The now defunct America Online Online Gaming Forum used to use volunteers selected by application from its user base. These people were simply referred to as OGFs by other members, and their screennames were indicative of their position (i.e., OGF Moose, etc.). While membership in the Online Gaming Forum had only one real requirement (that is, be a member of AOL), OGFs were given powers quite similar to AOL "Guides" and could call them in at will to ToS and/or ban users as they saw appropriate.
Note that a few games, notably Neverwinter Nights and Vampire: The Masquerade - Redemption, are computer game adaptations of tabletop RPGs that are played online with one player acting as a traditional gamemaster.

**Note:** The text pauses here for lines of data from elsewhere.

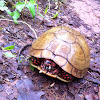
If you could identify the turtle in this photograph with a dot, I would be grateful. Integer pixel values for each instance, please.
(61, 53)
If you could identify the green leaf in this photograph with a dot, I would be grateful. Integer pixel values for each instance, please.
(31, 7)
(1, 28)
(46, 10)
(21, 60)
(55, 16)
(20, 6)
(9, 54)
(32, 2)
(32, 68)
(40, 14)
(9, 12)
(9, 47)
(16, 15)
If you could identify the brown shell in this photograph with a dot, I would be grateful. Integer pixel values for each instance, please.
(66, 47)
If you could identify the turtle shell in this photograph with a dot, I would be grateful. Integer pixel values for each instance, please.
(66, 47)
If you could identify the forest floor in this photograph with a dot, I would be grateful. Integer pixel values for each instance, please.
(19, 82)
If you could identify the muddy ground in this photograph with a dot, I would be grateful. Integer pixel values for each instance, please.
(19, 82)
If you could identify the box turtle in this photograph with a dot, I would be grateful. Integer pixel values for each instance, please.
(62, 53)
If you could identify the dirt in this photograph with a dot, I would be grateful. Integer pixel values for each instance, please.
(19, 82)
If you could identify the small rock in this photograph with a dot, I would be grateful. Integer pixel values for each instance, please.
(90, 96)
(1, 88)
(79, 97)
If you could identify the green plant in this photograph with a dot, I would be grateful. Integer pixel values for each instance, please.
(8, 53)
(18, 8)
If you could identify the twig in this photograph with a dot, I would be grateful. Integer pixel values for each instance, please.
(24, 23)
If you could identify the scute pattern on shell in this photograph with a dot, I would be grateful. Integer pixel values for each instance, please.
(66, 47)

Gamemasters in online chatsEdit
Sometimes table top Gamemasters simply can not find players interested in either the same setting, product line, or play style in their local neighborhood. The advent of computers has brought a moderate solution to this in the form of online chat programs. This enables gamemasters to find players online, and for them to meet via chat rooms, forums, or other electronic means. This, in contrast to a normal table top game or a game meant to be played online, creates many more duties for a prospective gamemaster. It is wise to write out descriptive text ahead of time, and since the gamemaster cannot rely on his acting skills to get the personality of NPCs and monsters across, the need for music (often considered a distraction in a normal table top game) becomes much greater, as background music helps to set the mood for other players. The gamemaster must also keep hard copies of all the players' characters himself, since he can not glance at them as he would in a normal game. Moreover, the all players must rely on the honor system when determining the outcome of events through dice rolls, as the die is only visible to the player who most benefits from lying about it.
There are also some benefits. The use of Wiki software can allow Gamemasters to easily keep track of notes and characters that appear during play, as well as character sheets and other useful tools for the players. They may evolve into the equivalent of a home made gaming supplement. Scripting software allows complicated mechanics that include many tables or a lot of math to be resolved at a push of the button, while Teleconferencing allows the players and Gamemaster to communicate through voice, video, and a shared whiteboard. The use of technology to enable online play is growing, as can be seen from products like the DnD Insider.